A special area will be designated for a promenade where horses and camels can be ridden. Bazaars and vendors will be moved to an area adjacent to the main entrance.
The Ministry of Antiquities plans to put forward a tender to rent out 50 bazaars that will be established before the end of this year in conjunction with the opening of the site.
Giza Plateau is currently inventorying a list of street vendors in the site to organise them. Mohi added that small kiosks will be built in the bazaar area for vendors to lease.
Further, there will be buildings for the Tourism Police, for ticketing with seven electronic gates, as well as a Civil Protection building with fire engines and ambulances, to ensure the protection and security of the site and people there. The development plan includes the establishment of four helipads.

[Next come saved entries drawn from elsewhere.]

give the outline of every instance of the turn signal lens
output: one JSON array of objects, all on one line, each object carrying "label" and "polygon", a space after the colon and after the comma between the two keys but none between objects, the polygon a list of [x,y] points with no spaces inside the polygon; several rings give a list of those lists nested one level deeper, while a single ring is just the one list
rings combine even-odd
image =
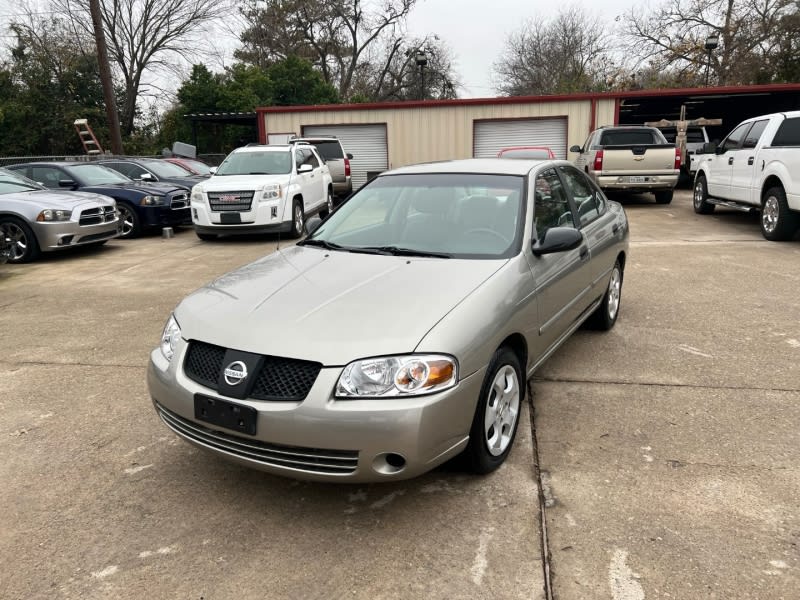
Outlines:
[{"label": "turn signal lens", "polygon": [[164,331],[161,333],[161,354],[167,360],[172,360],[175,355],[175,347],[181,339],[181,328],[175,320],[175,315],[170,315],[167,324],[164,325]]},{"label": "turn signal lens", "polygon": [[53,221],[69,221],[72,218],[71,210],[57,210],[47,208],[39,213],[36,220],[40,223],[51,223]]}]

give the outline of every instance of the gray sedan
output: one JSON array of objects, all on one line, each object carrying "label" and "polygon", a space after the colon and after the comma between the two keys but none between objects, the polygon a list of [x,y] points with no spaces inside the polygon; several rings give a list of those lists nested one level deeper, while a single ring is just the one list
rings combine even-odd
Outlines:
[{"label": "gray sedan", "polygon": [[35,260],[41,252],[104,244],[120,233],[112,198],[54,191],[0,169],[0,236],[9,262]]},{"label": "gray sedan", "polygon": [[272,473],[488,473],[528,377],[619,314],[625,212],[566,161],[398,169],[308,228],[185,298],[148,368],[175,433]]}]

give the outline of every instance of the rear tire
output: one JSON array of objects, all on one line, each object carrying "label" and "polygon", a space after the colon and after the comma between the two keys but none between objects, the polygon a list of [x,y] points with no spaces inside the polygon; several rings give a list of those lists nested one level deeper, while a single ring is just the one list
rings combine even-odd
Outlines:
[{"label": "rear tire", "polygon": [[219,237],[216,233],[200,233],[199,231],[195,231],[195,234],[204,242],[213,242]]},{"label": "rear tire", "polygon": [[127,202],[117,202],[117,210],[122,221],[120,239],[129,240],[139,237],[142,233],[142,224],[139,221],[139,215],[136,214],[136,209]]},{"label": "rear tire", "polygon": [[333,191],[328,188],[328,197],[325,200],[325,208],[323,208],[319,216],[323,219],[333,212]]},{"label": "rear tire", "polygon": [[481,386],[478,406],[463,454],[467,469],[491,473],[505,462],[517,435],[525,380],[519,358],[510,348],[498,349]]},{"label": "rear tire", "polygon": [[672,202],[674,193],[673,190],[666,190],[663,192],[653,192],[653,195],[656,197],[656,204],[669,204]]},{"label": "rear tire", "polygon": [[783,188],[769,188],[761,200],[761,234],[771,242],[785,242],[794,237],[799,223],[800,215],[789,208]]},{"label": "rear tire", "polygon": [[12,264],[31,262],[39,258],[41,250],[31,228],[15,217],[0,218],[0,235],[10,244],[7,252],[8,262]]},{"label": "rear tire", "polygon": [[692,206],[698,215],[710,215],[714,212],[714,205],[708,201],[708,185],[704,175],[698,175],[694,182]]}]

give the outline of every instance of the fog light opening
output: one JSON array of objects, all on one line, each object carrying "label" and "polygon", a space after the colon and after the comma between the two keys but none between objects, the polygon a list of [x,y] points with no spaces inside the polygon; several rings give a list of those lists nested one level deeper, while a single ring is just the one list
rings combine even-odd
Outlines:
[{"label": "fog light opening", "polygon": [[375,457],[372,468],[384,475],[394,475],[406,468],[406,459],[395,452],[384,452]]}]

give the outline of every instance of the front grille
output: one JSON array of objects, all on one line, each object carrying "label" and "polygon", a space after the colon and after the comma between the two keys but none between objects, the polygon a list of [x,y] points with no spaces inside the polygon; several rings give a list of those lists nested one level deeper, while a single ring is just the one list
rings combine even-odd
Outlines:
[{"label": "front grille", "polygon": [[164,424],[179,436],[202,446],[273,467],[286,467],[308,473],[348,475],[358,467],[357,450],[324,450],[268,444],[209,429],[180,417],[156,403]]},{"label": "front grille", "polygon": [[117,232],[115,230],[111,231],[104,231],[102,233],[92,233],[89,235],[84,235],[78,240],[79,244],[86,244],[88,242],[98,242],[100,240],[109,240],[112,237],[116,237]]},{"label": "front grille", "polygon": [[[225,348],[205,342],[190,342],[183,369],[192,381],[217,390],[224,361]],[[256,400],[304,400],[321,369],[322,365],[316,362],[264,356],[263,366],[255,374],[250,397]]]},{"label": "front grille", "polygon": [[100,225],[102,223],[110,223],[117,216],[117,210],[113,206],[98,206],[96,208],[87,208],[81,212],[81,217],[78,224],[81,227],[88,225]]},{"label": "front grille", "polygon": [[215,212],[246,212],[253,204],[253,190],[242,192],[208,192],[208,203]]},{"label": "front grille", "polygon": [[187,206],[189,206],[189,194],[188,193],[173,194],[169,206],[172,210],[186,208]]}]

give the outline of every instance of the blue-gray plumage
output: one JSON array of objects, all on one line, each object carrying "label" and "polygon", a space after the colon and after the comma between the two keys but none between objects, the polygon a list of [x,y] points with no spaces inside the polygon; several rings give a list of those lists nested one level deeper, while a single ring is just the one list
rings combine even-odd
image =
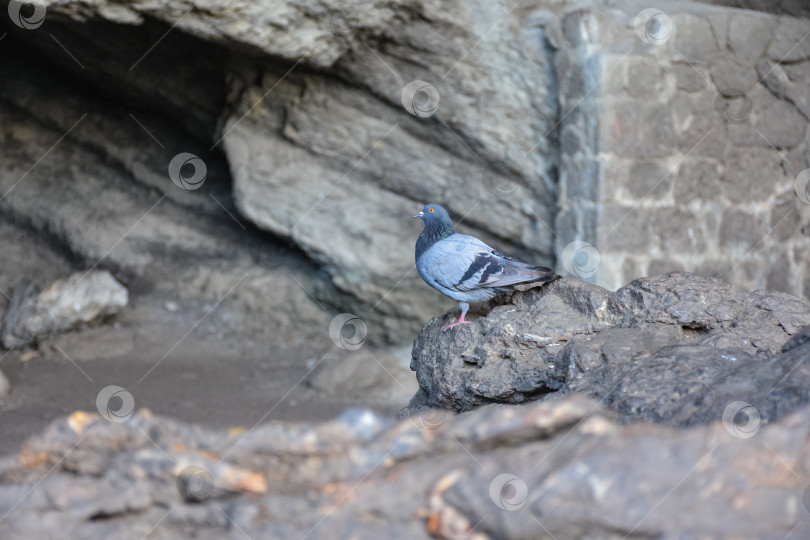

Queen Service, one of the National Service Project organisations for the Ministry of Defence, will be tasked with overseeing the maintenance of the public restrooms on site, the number of which will also be increased prior to the opening.
According to Mohi, a company affiliated to the National Defence Council has been supervising the project since the beginning of negotiations with the contractor and will continue to do so until the project is handed over.
The total cost of the project stands at EGP 349m, of which EGP 200m has been spent already. The Ministry of Antiquities secured EGP 149m before 2011 to complete the first phase.
The Ministry of Tourism is to provide EGP 51m for the establishment of the administrative building, gates, Visitors Centre, and the Civil Protection building, as well as the promenade area and its services. This sum will also be used to fence the site and build the internal roads network and the parking space.
Both the ministries of antiquities and tourism have been coordinating to secure the remaining cost of the project amounting to EGP 150m.
The pyramids area development project began in 2009 and was scheduled to be completed by 2012; however, the financial bottleneck of the Ministry of Antiquities has put the project on hold over the past few years, Mohi explained.
The new administrative building will include an office ready to host the Ministry of Antiquities for three days a week to facilitate his overseeing the development project and the establishment of the Grand Egyptian Museum.
The final stage of the project includes the restoration of archaeological tombs and cemeteries and ancient buildings in the area.
The Arab Organisation for Industrialisation has surveyed the area for the installation of security cameras and maintenance of the existing surveillance system. It will also work to install solar-powered lights to illuminate the surrounding desert. Currently, there are 197 cameras on the site, of which 61 are offline.
The area is expected to attract more tourists after the development project is completed.
Chief Antiquities Inspector of the Giza Plateau Wael Fathi Morsi explained that the flow of tourists visiting Egypt is somewhat low, but is usually steady in the summer season due to domestic tourists and tourists from the region visiting.
The total number of visitors in July was 148,000, including 3,992 foreigners, 13,595 foreign students, 85,302 Egyptians, and 45,198 Egyptian students. The total revenue registered was EGP 3.2m, according to Morsi.
Ticket prices are EGP 5 for Egyptian students and EGP 10 for Egyptians. The pass for the Great Pyramid of Giza, and for the Pyramid of Khufu, is EGP 30 for Egyptians and EGP 20 for Egyptian students. The Pyramid of Menkaure is EGP 10 for Egyptians and EGP 5 for Egyptian students. There is also a EGP 10 ticket for Egyptians to enter the Tomb of Meresankh, which is EGP 5 for Egyptian students.
As for foreigners, the main ticket is EGP 20 for non-students and EGP 40 for students. The ticket for entering the Great Pyramid is EGP 200 for non-students and EGP 100 for students. The third pyramid ticket is EGP 40 for non-students and EGP 20 for students. The Tomb of Meresankh costs EGP 50 for non-students and EGP 25 for foreign students.